An electronic lab notebook or electronic laboratory notebook (ELN) is a computer program designed to replace paper laboratory notebooks. Lab notebooks in general are used by scientists, engineers, and technicians to document research, experiments, and procedures performed in a laboratory. A lab notebook is often maintained to be a legal document and may be used in a court of law as evidence. Similar to an inventor's notebook, the lab notebook is also often referred to in patent prosecution and intellectual property litigation.

Electronic lab notebooks offer many benefits to the user as well as organizations; they are easier to search upon, simplify data copying and backups, and support collaboration amongst many users. ELNs can have fine-grained access controls, and can be more secure than their paper counterparts. They also allow the direct incorporation of data from instruments, replacing the practice of printing out data to be stapled into a paper notebook.

==Types==
ELNs can be divided into two categories:

- "Specific ELNs" contain features designed to work with specific applications, scientific instrumentation or data types.
- "Cross-disciplinary ELNs" or "Generic ELNs" are designed to support access to all data and information that needs to be recorded in a lab notebook.
- Lab Platforms that combine an ELN for experiments, LIMS for samples, and scientific data management together, all-in-one configurable software environment.

Solutions range from specialized programs designed from the ground up for use as an ELN, to modifications or direct use of more general programs. Examples of using more general software as an ELN include using OpenWetWare, a MediaWiki install (running the same software that Wikipedia uses), WordPress, or the use of general note taking software such as OneNote as an ELN.

ELN's come in many different forms. They can be standalone programs, use a client-server model, or be entirely web-based. Some use a lab-notebook approach, others resemble a blog. ELNs are embracing artificial intelligence and LLM technology to provide scientific AI chat assistants.

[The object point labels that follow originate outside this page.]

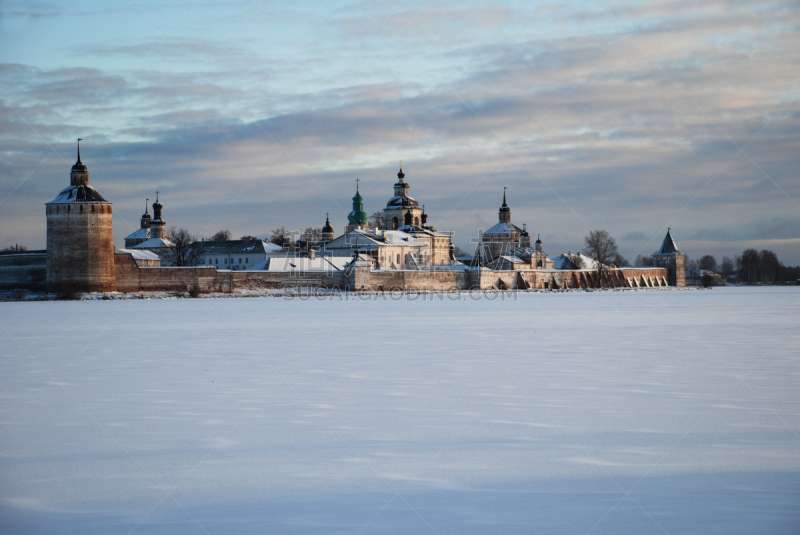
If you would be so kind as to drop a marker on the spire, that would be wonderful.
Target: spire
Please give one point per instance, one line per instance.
(668, 246)
(358, 216)
(505, 212)
(79, 176)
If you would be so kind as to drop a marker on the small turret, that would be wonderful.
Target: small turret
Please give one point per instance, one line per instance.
(504, 215)
(157, 225)
(146, 218)
(327, 231)
(525, 238)
(358, 217)
(79, 176)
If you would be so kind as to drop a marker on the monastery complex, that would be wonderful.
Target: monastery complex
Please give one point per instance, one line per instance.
(407, 254)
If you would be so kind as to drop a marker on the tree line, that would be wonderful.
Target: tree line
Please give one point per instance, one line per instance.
(751, 267)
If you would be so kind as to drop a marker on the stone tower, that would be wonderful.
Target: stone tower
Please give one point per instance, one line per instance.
(157, 225)
(358, 218)
(504, 214)
(672, 259)
(327, 231)
(80, 237)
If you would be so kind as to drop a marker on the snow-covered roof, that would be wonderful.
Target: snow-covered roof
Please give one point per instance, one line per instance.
(562, 262)
(255, 246)
(321, 263)
(415, 230)
(513, 259)
(155, 243)
(503, 228)
(79, 194)
(140, 255)
(366, 240)
(141, 234)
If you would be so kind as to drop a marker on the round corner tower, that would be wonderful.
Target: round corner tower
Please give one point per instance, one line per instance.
(80, 237)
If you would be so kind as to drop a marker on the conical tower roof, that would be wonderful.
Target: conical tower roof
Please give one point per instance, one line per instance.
(668, 246)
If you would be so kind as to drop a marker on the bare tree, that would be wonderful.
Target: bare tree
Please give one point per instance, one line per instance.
(707, 263)
(576, 260)
(749, 266)
(377, 220)
(768, 266)
(183, 252)
(602, 248)
(222, 235)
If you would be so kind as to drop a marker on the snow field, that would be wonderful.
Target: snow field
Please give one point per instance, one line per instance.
(603, 412)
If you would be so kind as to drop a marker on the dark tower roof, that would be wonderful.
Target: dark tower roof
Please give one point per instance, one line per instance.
(358, 216)
(79, 190)
(505, 207)
(668, 246)
(157, 205)
(401, 198)
(327, 229)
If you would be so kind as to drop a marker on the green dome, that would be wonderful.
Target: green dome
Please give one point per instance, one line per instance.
(358, 216)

A good many variations on the "ELN" acronym have appeared. Differences between systems with different names are often subtle, with considerable functional overlap between them. Examples include "ERN" (Electronic Research Notebook), "ERMS" (Electronic Resource (or Research or Records) Management System (or Software) and SDMS (Scientific Data (or Document) Management System (or Software). Ultimately, these types of systems all strive to do the same thing: Capture, record, centralize and protect scientific data in a way that is highly searchable, historically accurate, and legally stringent, and which also promotes secure collaboration, greater efficiency, reduced mistakes and lowered total research costs.

==Objectives==

A good electronic laboratory notebook should offer a secure environment to protect the integrity of both data and process. Flexibility to adopt new processes or modify existing processes without recourse to further software development is simpler and may be achievable with templates defined by users via the UI rather than by editing source code. A modular design for the ELN package architecture can minimize validation costs of any subsequent changes that a user may wish to make in the future as their needs change.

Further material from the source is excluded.